God is testing me, and I have absolutely no one to blame except myself. It’s what happens when I have to get all big for my britches and brag online about not being afraid of anything. I got all smug and had to say something stupid like, “There’s not much that scares me.”
Noted. I will not make such bold statements again.
Except I just did.
But anyway, this post is not about bold statements. It’s about this:
Not the greatest picture, but the problem is clear. SNAKE!
Now I’ve already told you that I’m not afraid of snakes, and I’m not. I’ve actually petted a rattlesnake before, but that’s another story for another time. This snake did not scare me. HE.MADE.ME.MAD. As you can tell, he is clearly inside a cage. Except it’s not just any cage. It’s the outdoor aviary where Johnny and June live. They are my two zebra finches, and I just love them. June laid a whole nest full of eggs, and she hatched our first baby about a month ago. The baby was still nameless because I had not taken the time to google Johnny and June Cash to determine their children’s names and see if any of them might be fitting for a zebra finch.
I discovered the snake all curled up in the water dish when I went to give the birds fresh water this afternoon. And immediately upon seeing the snake and doing a quick headcount, I discovered the baby was missing. Well, not missing. The baby was clearly in the snake’s stomach.

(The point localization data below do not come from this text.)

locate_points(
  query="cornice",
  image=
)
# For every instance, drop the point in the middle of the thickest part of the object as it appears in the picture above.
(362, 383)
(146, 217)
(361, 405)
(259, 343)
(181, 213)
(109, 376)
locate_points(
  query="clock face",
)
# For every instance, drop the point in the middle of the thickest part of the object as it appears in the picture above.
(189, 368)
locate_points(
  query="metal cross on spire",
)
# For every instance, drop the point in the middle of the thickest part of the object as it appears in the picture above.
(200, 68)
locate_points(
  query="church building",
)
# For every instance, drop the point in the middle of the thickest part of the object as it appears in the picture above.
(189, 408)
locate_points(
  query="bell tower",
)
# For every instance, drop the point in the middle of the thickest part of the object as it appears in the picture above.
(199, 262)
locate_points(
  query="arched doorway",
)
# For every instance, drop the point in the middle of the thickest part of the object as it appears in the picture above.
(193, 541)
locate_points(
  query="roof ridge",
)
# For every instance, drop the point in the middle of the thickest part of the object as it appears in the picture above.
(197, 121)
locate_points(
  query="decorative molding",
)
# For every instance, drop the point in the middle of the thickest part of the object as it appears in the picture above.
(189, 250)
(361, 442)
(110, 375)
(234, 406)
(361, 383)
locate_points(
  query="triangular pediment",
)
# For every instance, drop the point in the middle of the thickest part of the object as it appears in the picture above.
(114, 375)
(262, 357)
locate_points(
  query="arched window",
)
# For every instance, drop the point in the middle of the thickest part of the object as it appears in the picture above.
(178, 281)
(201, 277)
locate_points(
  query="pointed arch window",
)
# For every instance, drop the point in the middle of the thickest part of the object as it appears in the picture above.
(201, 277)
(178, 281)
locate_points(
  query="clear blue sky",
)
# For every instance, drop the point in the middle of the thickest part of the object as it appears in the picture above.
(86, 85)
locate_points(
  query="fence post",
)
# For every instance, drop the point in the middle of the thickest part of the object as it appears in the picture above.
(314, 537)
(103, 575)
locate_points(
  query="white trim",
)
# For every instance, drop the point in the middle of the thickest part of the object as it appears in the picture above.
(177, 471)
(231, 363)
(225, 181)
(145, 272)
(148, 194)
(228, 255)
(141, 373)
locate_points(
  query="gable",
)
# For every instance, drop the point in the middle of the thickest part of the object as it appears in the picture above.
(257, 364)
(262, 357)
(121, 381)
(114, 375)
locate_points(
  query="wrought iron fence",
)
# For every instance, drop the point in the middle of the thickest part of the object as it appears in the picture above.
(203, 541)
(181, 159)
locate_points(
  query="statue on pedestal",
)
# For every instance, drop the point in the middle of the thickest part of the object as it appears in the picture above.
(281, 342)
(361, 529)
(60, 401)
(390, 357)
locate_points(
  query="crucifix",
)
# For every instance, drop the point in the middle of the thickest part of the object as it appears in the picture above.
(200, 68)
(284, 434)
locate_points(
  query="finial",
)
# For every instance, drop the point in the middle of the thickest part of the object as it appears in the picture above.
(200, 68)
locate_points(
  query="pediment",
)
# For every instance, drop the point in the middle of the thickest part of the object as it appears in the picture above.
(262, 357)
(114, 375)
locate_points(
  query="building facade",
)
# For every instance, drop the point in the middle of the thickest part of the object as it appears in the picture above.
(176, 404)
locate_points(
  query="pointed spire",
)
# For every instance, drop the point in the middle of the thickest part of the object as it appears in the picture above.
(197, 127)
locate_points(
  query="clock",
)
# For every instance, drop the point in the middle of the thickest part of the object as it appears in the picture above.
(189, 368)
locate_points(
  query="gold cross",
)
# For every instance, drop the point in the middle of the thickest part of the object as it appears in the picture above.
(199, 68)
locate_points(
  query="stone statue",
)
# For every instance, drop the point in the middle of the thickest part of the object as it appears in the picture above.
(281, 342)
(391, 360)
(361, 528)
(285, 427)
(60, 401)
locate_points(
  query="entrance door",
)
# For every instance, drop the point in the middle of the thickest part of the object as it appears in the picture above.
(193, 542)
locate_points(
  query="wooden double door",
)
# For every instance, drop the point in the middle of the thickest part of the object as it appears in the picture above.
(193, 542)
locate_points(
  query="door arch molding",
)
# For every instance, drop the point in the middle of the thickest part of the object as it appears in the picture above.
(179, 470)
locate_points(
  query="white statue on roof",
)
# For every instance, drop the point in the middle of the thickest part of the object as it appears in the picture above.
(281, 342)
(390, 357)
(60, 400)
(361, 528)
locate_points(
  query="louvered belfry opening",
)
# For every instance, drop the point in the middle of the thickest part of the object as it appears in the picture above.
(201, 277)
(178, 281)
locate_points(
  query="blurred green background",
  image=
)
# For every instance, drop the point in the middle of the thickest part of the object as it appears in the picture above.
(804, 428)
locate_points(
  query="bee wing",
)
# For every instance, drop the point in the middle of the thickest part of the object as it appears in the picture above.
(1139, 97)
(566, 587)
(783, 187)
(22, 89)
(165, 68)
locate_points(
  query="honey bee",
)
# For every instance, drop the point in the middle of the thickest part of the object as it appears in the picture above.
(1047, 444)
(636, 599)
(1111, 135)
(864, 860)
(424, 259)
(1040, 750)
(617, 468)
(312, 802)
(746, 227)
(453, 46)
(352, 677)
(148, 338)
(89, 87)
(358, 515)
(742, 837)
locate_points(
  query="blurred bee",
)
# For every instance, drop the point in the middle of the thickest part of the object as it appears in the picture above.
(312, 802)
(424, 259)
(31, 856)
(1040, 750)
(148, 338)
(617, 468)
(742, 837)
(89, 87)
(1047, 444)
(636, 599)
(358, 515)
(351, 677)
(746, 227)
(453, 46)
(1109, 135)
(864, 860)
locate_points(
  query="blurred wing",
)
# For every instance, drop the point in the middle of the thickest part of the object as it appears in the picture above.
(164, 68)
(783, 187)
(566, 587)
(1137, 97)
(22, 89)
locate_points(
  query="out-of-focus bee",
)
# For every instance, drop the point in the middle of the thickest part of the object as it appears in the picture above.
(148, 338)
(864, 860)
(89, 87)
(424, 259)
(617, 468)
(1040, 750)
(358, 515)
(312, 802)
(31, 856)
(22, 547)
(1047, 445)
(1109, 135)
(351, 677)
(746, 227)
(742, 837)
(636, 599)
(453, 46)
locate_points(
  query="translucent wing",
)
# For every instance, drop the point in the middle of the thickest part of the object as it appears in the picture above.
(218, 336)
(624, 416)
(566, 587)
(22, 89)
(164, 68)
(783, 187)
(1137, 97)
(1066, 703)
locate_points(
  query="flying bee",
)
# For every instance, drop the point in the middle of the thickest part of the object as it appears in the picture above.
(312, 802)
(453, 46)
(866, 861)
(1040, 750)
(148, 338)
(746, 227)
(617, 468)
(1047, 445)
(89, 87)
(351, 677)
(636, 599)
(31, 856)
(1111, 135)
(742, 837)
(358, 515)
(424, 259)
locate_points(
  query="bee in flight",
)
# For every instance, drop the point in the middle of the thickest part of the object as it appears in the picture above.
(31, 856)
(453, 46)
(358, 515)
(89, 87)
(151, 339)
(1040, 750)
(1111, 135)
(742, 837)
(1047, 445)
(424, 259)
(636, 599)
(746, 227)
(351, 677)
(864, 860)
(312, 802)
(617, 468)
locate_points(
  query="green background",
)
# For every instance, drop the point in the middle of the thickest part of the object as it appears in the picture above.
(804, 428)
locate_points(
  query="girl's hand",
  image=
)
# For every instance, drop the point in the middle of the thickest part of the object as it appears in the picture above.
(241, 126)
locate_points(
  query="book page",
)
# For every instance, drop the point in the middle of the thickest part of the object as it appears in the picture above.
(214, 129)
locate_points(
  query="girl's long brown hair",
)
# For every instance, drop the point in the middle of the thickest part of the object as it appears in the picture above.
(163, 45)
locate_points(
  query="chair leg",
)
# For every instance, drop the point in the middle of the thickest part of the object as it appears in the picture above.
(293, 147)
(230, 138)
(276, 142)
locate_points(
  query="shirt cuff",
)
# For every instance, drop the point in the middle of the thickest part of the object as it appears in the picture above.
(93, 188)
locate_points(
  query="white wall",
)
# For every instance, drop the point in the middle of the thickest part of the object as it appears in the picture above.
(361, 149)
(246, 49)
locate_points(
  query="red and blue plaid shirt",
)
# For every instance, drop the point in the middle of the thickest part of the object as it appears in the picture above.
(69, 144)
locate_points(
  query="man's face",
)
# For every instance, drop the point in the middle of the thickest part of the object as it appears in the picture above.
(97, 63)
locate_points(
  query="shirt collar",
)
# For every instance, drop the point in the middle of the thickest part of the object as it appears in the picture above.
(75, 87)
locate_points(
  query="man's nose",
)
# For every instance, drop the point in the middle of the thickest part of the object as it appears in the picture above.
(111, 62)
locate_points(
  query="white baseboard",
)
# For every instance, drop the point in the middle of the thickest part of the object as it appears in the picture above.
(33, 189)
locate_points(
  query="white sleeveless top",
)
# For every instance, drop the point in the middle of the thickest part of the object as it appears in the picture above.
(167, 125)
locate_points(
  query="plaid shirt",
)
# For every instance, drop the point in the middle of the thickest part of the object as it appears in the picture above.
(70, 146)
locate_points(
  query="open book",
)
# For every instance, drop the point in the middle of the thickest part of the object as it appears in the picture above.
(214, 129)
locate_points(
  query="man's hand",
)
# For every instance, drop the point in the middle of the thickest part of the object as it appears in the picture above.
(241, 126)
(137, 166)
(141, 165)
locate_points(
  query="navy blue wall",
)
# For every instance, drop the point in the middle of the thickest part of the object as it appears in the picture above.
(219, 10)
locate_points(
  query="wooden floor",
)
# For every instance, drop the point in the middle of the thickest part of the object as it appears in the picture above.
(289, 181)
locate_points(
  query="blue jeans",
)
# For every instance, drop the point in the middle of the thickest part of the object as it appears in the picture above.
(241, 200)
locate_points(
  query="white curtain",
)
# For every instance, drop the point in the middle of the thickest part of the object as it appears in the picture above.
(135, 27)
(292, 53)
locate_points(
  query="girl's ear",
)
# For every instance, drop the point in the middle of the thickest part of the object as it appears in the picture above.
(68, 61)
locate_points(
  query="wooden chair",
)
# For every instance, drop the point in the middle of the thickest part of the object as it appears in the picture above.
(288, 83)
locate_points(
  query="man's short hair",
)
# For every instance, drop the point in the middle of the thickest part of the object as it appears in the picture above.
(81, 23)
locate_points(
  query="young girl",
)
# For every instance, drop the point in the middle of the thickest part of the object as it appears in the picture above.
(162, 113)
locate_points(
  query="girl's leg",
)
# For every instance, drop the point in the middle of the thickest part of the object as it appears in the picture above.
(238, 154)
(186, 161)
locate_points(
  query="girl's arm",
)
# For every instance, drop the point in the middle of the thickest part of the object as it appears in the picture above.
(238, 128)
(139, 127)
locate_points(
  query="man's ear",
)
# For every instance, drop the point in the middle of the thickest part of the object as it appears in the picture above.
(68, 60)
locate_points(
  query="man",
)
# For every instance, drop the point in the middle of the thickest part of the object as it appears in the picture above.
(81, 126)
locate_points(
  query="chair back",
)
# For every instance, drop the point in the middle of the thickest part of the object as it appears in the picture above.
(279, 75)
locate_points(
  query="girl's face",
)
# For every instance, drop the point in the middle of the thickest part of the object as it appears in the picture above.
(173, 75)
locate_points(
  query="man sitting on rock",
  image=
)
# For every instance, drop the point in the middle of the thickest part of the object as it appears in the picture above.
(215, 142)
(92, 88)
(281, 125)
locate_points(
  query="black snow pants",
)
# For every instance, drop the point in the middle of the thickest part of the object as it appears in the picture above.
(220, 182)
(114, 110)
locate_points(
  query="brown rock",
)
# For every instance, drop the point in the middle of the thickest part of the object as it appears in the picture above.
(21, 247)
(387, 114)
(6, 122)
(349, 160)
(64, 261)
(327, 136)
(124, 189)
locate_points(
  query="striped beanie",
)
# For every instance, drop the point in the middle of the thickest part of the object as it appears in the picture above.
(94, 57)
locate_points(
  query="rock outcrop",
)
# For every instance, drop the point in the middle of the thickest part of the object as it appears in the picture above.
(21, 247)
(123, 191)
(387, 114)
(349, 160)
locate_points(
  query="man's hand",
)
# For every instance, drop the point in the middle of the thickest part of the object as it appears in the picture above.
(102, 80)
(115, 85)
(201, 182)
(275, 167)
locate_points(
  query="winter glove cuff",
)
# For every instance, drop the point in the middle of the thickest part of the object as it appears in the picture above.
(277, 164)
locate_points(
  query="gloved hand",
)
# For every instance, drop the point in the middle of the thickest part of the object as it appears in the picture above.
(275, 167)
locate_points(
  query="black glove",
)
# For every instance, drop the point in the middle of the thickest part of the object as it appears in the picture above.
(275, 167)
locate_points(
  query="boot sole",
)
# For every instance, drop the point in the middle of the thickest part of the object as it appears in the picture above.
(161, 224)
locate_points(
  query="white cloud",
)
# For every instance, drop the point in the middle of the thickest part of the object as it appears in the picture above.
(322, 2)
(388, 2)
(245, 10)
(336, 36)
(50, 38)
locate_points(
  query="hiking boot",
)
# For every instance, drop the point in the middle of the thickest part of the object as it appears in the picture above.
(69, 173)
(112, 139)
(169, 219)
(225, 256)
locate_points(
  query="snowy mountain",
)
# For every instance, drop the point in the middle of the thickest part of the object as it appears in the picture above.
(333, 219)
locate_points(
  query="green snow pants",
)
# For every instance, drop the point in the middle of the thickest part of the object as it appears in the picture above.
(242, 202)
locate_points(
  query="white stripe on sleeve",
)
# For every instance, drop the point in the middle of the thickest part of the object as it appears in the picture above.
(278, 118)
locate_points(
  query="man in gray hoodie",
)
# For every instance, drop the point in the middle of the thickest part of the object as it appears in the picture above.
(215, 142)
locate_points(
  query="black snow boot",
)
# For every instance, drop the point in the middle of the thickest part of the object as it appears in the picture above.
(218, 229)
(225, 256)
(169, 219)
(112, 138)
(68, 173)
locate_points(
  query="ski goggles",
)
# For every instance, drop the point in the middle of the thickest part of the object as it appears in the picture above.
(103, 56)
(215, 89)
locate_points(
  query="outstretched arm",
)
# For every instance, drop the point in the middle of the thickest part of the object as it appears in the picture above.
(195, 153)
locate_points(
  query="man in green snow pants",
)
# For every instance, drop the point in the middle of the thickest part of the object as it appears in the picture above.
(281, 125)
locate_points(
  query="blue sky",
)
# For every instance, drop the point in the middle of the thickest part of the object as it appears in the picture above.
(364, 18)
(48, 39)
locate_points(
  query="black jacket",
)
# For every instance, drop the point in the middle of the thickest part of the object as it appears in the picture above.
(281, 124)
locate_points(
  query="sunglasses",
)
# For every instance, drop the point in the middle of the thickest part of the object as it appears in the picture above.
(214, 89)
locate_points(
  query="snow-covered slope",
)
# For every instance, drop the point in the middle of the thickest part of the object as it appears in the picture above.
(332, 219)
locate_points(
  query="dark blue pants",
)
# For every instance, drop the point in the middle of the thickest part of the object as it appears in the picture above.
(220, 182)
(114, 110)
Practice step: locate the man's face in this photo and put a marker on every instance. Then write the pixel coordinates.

After several unsuccessful attempts at poking the snake and trying to get him out of the water dish, I covered the dish with an old pitcher I use for watering plants. Then I shook the pitcher and rattled the water dish until he finally decided to slither his fat self out. Once his little head poked out the spout of the pitcher, he was history after one quick blow to the head.
I was rather tempted to hang his dead body on the outside of the cage as a clear sign to any other snake who might be contemplating having his next meal at some poor little innocent bird’s expense…
And after the adrenaline quit pumping, I got to thinking.
I was so quick to jump in and rescue my birds, but yet I don’t always respond with the same sense of urgency when I see injustice in the world around me.
The homeless mom and her two small children on the streets near the shelter in downtown Austin. The unspeakable horrors happening to adolescent girls who are victims of sex trafficking. The unreached people groups who have yet to know of Christ’s saving love for them. The thousands of orphaned children who may never know the love of a mommy and daddy. The recently unemployed man who has a family of five to feed. The friend battling cancer or the one who just lost her husband to a sudden heart attack.
My heart breaks for every one of these situations. I’m often moved to tears over them. But that clearly is not all God calls us to do. No. God calls us to compassion. And compassion isn’t just feelings. Baker’s Evangelical Dictionary of Biblical Theology defines compassion as “the human disposition that fuels acts of kindness and mercy.” Christine Caine puts it a little more bluntly, “Compassion is never compassion until you cross the street and do something about it.”
Intolerance for injustice. Action. Fueled by compassion. No excuses.
Anybody crossing the street with me?